Réalisé par Robert Rodriguez
Ecrit par Robert et Alvaro Rodriguez
Avec Danny Trejo, Michelle Rodriguez, Jessica Alba,…
Budget : environ 10 millions de dollars


Machete, l’homme à la machette aussi aiguisée que la moustache, est incarné par le légendaire Danny Trejo, vieux loup de mer au visage buriné qui a enchaîné les seconds rôles avec une régularité record depuis les années 90, figurant d’ailleurs ainsi au palmarès des acteurs les plus prolifiques de l’histoire. Or c’est à un cousin éloigné, Robert Rodriguez, réalisateur de son état, que Trejo dut en 2010 son premier premier rôle au cinéma. Cette collaboration entre les deux hommes n’en était pas à son coup d’essai, mais jusqu’alors, Rodriguez ne lui avait offert que des seconds rôles… notamment celui de Machete.

Car le personnage de Machete n’en est pas à sa première apparition au cinéma, mais bien à sa cinquième. Voilà un fait qui pourra surprendre ceux (dont nous faisons partie) qui n’ont vu aucun des trois épisodes de Spy Kids. Dans cette série de films réalisés justement par Robert Rodriguez, Machete était un gentil. La moralité du personnage fut nuancée avec sa quatrième apparition dans une fausse bande-annonce (qui deviendrait rétrospectivement une vraie !) diffusée juste avant le film Planet Terror (2007), de Rodriguez (encore lui), film au style rétro qui devait initialement être diffusé en diptyque aux côtés de Death Proof, de Quentin Tarantino. Cette bande-annonce, qui nous présentait un Mexicain chevelu expert en maniement de machette et chevauchant une moto avec une énorme mitrailleuse sur le guidon avait réveillé l’instinct animal de toute une frange de la population masculine qui, presque aussitôt, avait sommé Rodriguez d’en faire un long-métrage. Ce dernier ne se fit pas (trop) prier.

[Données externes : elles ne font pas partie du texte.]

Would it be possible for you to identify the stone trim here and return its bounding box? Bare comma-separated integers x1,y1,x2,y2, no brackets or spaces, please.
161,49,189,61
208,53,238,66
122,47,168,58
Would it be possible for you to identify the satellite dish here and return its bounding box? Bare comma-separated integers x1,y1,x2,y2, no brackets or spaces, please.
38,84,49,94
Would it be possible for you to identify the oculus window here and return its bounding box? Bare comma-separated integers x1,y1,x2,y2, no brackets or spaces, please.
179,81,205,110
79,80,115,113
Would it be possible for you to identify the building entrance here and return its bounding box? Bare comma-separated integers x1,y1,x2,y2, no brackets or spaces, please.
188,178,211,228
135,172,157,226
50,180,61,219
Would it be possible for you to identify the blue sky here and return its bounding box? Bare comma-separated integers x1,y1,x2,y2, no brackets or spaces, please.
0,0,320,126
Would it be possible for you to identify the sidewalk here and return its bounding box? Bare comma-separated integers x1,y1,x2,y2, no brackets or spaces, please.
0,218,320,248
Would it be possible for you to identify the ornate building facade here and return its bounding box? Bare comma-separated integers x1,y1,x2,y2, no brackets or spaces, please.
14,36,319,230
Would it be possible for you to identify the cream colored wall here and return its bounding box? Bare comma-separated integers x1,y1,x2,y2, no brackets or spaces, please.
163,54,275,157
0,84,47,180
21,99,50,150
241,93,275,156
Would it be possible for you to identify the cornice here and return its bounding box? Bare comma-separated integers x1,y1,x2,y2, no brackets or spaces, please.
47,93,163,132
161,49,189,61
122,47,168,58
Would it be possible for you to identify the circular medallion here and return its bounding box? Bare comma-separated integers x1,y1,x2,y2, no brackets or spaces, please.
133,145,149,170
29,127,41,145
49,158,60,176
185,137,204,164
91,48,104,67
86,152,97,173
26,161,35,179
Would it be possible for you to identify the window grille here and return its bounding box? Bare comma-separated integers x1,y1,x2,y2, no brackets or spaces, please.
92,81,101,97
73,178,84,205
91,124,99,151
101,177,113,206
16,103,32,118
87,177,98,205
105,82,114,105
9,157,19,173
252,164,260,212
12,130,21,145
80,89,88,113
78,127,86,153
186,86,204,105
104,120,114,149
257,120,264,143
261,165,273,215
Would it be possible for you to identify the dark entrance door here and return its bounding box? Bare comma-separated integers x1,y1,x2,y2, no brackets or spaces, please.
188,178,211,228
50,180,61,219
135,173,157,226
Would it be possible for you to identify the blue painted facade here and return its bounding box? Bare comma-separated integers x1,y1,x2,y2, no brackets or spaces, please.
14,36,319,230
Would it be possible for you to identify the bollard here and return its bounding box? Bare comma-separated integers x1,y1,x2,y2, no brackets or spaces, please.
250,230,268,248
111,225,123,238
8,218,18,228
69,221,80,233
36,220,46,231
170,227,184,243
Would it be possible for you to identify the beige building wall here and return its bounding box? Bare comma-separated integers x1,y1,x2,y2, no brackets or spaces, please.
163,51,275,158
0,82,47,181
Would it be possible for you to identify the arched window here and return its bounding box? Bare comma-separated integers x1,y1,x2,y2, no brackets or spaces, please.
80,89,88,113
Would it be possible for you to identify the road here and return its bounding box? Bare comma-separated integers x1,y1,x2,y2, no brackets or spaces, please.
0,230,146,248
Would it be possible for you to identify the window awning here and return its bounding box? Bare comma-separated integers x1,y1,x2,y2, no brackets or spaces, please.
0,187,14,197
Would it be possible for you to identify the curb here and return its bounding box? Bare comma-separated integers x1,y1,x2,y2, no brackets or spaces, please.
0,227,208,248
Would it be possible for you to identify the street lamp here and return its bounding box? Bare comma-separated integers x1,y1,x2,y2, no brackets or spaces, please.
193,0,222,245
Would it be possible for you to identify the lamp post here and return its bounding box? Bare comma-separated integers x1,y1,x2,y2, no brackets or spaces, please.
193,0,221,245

Résultat : en 2010 sortait un spin-off sacrément burné narrant les aventures et prouesses (notamment sexuelles) de Machete, un Mexicain armé jusqu’aux dents et prêt à prendre sa revanche après avoir été lâchement trahi. On s’arrêtera là pour le scénario, qui ne nécessite pas de grandes digressions et est avant tout un prétexte à des scènes toutes plus rock’n’roll les unes que les autres.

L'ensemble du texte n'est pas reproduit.